     论文紧紧围绕如何为大规模并行系统开发高效能OpenMP程序设计环境这一主题,对大规模分布共享存储(Distributed Shared Memory,DSM)系统上OpenMP实现的关键技术、面向DSM系统的OpenMP语言扩展、编译指导的数据预取、OpenMP的检查点/续算技术以及面向OpenMP的低功耗优化展开研究,取得了以下创新性成果:
     1、针对大规模并行计算机体系结构,设计实现了OpenMP并行编译器CCRGOpenMP。提出了编译时和链接时协同的OpenMP共享数据放置策略,不仅克服了在分布操作系统上需要显式分配共享内存的缺点,而且为检查点的数据局部性优化提供了有力支持。在OpenMP实现上,采用了大量的源级优化策略以提高程序性能。对于科学计算和模拟程序,在我们的SCCMP系统上,CCRG OpenMP性能与采用最新的Intel 9.1编译器的SGI Altix相当。
     3、提出了面向OpenMP的编译指导的两阶段数据预取算法,克服了DSM系统上远程访存与本地访存延迟不一致引起的预取不准确的问题。建立了一个静态的性能分析模型,对预取算法进行了评估。在SCCMP系统上,采用本文的两阶段数据预取算法后,在32个线程时,SPEC OMP2001中swim程序在我们的系统上性能提高了14%;在64个线程时,性能提高了9%。
     4、建立了系统级和应用级协同的OpenMP检查点/续算机制,设计了阻塞的OpenMP检查点协议。基于该机制实现了一个CCRG OpenMP检查点/续算系统。该系统完全支持OpenMP 2.0 API,具有良好的可扩展性和实用价值。
     5、研究了面向OpenMP的功耗优化技术。在结点具有动态电压调整(DynamicVoltage Scaling,DVS)能力的并行系统上提出了三种低功耗优化方法及其实现算法。在基于最差执行时间的功耗优化中,提出了基于同步段的OpenMP程序最差执行时间分析与DVS方法。该方法将同步段作为分析和电压调整单位,有效避免了障碍同步引起的负载不平衡对程序执行和功耗的影响。建立了一个能量消耗分析模型,模拟分析显示,针对OpenMP并行应用的功耗优化技术能有效地减少并行系统运行OpenMP程序时的能量消耗。
Nowadays, high-end computing has changed its ambition from the pure pursuit of high performance to the realization of high productivity systems, which includes the improvement in performance, programmability, portability and robustness, and the reduction of costs in development, running and maintenance of systems. High productivity computer systems must be supported with high productivity programming environments. Furthermore, the applications confronting the future teraflops and petaflops systems are multidisciplinary and multiscale, whose complexity requires domain experts and software scientists from different disciplines to work together for development, management and maintainence.
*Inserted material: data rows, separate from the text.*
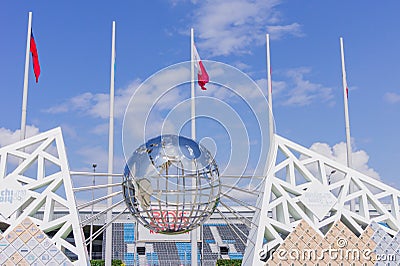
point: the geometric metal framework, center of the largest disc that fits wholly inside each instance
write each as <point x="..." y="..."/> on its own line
<point x="35" y="178"/>
<point x="304" y="185"/>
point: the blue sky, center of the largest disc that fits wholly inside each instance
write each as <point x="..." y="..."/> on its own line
<point x="74" y="44"/>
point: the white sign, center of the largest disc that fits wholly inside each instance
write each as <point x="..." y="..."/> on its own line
<point x="318" y="199"/>
<point x="12" y="196"/>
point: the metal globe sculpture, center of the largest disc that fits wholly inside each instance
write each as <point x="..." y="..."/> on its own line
<point x="171" y="184"/>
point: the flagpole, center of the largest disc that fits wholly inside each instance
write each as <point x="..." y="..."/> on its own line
<point x="193" y="233"/>
<point x="110" y="152"/>
<point x="270" y="116"/>
<point x="346" y="116"/>
<point x="26" y="78"/>
<point x="192" y="91"/>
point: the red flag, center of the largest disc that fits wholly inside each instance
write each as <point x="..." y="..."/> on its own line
<point x="202" y="76"/>
<point x="35" y="58"/>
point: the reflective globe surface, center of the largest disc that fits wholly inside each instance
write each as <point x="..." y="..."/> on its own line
<point x="171" y="184"/>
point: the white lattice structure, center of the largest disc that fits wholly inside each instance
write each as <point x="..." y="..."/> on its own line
<point x="36" y="169"/>
<point x="296" y="177"/>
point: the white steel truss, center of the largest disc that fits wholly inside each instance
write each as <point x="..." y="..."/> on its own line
<point x="39" y="164"/>
<point x="282" y="202"/>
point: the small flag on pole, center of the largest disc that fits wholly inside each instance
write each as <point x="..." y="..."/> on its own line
<point x="35" y="58"/>
<point x="202" y="76"/>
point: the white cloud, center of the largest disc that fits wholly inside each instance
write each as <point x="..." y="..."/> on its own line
<point x="338" y="153"/>
<point x="391" y="97"/>
<point x="97" y="105"/>
<point x="226" y="27"/>
<point x="8" y="136"/>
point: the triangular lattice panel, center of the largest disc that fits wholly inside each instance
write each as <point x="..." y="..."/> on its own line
<point x="35" y="180"/>
<point x="304" y="185"/>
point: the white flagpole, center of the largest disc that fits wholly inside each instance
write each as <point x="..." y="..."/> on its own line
<point x="192" y="91"/>
<point x="110" y="152"/>
<point x="270" y="117"/>
<point x="346" y="117"/>
<point x="26" y="77"/>
<point x="193" y="233"/>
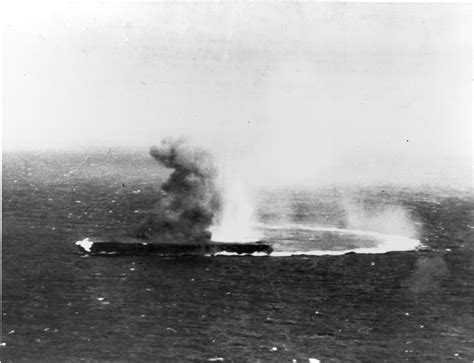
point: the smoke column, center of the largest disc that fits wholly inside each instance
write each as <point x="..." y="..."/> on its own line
<point x="189" y="197"/>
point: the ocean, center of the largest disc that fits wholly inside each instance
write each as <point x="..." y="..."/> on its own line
<point x="359" y="273"/>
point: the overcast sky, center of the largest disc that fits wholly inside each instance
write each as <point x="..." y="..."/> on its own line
<point x="294" y="92"/>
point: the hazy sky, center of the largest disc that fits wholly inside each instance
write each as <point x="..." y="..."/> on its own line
<point x="289" y="92"/>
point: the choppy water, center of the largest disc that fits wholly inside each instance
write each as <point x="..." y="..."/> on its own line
<point x="311" y="300"/>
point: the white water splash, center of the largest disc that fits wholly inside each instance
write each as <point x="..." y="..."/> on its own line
<point x="388" y="242"/>
<point x="236" y="224"/>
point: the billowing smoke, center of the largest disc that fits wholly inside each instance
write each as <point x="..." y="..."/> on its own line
<point x="190" y="198"/>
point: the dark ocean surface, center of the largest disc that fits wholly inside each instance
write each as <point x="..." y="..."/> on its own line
<point x="415" y="305"/>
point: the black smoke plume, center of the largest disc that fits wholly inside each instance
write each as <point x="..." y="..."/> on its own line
<point x="189" y="197"/>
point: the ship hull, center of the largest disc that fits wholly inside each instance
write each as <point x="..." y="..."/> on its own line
<point x="137" y="247"/>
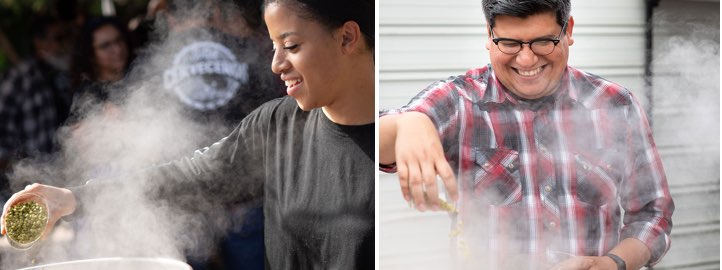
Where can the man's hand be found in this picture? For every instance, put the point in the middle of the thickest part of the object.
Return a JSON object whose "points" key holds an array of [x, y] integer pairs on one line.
{"points": [[419, 158], [586, 263], [61, 202]]}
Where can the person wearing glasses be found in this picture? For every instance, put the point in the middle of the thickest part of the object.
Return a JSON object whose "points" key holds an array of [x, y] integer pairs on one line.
{"points": [[540, 158]]}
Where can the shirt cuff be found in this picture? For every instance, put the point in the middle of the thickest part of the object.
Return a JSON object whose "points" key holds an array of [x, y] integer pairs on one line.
{"points": [[653, 236]]}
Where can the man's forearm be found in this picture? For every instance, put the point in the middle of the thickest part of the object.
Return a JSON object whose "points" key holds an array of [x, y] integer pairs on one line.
{"points": [[634, 253], [387, 139]]}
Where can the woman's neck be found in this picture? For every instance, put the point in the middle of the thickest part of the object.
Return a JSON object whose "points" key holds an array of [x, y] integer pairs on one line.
{"points": [[357, 105]]}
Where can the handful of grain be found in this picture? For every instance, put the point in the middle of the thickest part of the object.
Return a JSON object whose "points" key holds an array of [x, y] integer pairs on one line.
{"points": [[25, 223]]}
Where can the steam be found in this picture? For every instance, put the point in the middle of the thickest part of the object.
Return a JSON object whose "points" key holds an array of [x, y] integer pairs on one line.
{"points": [[138, 129]]}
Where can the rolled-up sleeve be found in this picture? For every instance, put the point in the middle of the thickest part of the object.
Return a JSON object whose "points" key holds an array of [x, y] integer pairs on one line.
{"points": [[645, 195]]}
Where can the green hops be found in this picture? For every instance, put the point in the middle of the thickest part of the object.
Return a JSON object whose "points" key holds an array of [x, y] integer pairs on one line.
{"points": [[26, 222]]}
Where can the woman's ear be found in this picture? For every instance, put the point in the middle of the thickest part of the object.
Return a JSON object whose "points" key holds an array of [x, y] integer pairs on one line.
{"points": [[488, 40], [570, 27], [350, 37]]}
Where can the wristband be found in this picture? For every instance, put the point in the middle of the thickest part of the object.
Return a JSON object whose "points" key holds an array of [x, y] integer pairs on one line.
{"points": [[621, 265]]}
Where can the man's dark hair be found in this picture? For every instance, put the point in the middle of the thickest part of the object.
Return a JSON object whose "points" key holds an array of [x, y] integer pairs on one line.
{"points": [[526, 8]]}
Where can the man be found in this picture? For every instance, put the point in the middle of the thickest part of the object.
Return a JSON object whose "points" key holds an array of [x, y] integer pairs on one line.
{"points": [[544, 154], [35, 95]]}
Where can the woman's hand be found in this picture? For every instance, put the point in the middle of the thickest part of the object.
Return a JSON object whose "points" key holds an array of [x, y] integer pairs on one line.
{"points": [[61, 202]]}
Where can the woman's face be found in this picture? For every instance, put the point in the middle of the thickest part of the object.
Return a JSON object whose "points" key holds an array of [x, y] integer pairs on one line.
{"points": [[111, 52], [306, 56]]}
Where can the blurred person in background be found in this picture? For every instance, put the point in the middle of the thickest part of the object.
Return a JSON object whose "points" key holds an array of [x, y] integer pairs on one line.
{"points": [[308, 156], [543, 158], [101, 57], [35, 96]]}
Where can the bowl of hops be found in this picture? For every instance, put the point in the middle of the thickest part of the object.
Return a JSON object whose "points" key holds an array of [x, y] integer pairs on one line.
{"points": [[26, 220]]}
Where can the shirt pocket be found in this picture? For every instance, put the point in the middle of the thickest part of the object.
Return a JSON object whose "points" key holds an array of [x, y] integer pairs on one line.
{"points": [[496, 180], [598, 175]]}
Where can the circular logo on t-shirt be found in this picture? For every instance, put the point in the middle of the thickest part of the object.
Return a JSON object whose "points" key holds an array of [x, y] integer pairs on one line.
{"points": [[205, 75]]}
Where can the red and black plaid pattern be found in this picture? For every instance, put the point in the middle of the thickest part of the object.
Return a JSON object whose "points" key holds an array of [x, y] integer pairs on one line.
{"points": [[545, 176]]}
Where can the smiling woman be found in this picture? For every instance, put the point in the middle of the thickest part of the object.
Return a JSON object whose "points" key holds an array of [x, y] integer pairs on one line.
{"points": [[308, 156]]}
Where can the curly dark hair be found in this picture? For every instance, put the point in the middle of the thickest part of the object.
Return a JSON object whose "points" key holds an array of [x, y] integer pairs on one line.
{"points": [[82, 68]]}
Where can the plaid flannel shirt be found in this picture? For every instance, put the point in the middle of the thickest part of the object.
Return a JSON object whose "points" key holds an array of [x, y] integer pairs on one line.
{"points": [[31, 109], [548, 177]]}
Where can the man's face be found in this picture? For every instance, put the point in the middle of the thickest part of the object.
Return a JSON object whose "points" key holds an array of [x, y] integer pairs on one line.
{"points": [[526, 74]]}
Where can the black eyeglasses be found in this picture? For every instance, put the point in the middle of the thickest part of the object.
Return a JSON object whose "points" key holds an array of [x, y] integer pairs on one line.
{"points": [[540, 46]]}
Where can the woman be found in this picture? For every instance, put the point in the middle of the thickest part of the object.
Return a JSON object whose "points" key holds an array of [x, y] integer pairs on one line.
{"points": [[101, 57], [309, 155]]}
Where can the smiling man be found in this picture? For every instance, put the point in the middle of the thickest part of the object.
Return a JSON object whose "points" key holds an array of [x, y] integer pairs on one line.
{"points": [[541, 158]]}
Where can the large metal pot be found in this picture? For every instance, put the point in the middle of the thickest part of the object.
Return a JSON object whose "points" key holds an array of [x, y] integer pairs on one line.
{"points": [[116, 264]]}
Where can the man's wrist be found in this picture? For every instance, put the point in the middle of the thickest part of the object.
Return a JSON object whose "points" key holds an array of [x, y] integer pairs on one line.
{"points": [[621, 264]]}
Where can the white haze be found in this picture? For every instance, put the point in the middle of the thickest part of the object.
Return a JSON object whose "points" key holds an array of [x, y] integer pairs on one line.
{"points": [[144, 131]]}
Such kind of participation puts higher requirements to the performance, programmability, portability and fault-tolerance of programming environments. With such features as easy programmability, supporting incremental design patterns, good maintainability and high portability, OpenMP will be the mainstream parallel programming language in the long run.
     Focusing on development of high productivity OpenMP programming environment for large-scale parallel systems, this thesis systematically investigates some key techniques in implementing OpenMP on large-scale distributed shared memory (DSM) systems, DSM-oriented OpenMP extensions, compiler-guided data prefetching, checkpoint/restart and OpenMP-oriented low-power optimization and others related techniques of OpenMP. The main contributions of the thesis are as follows.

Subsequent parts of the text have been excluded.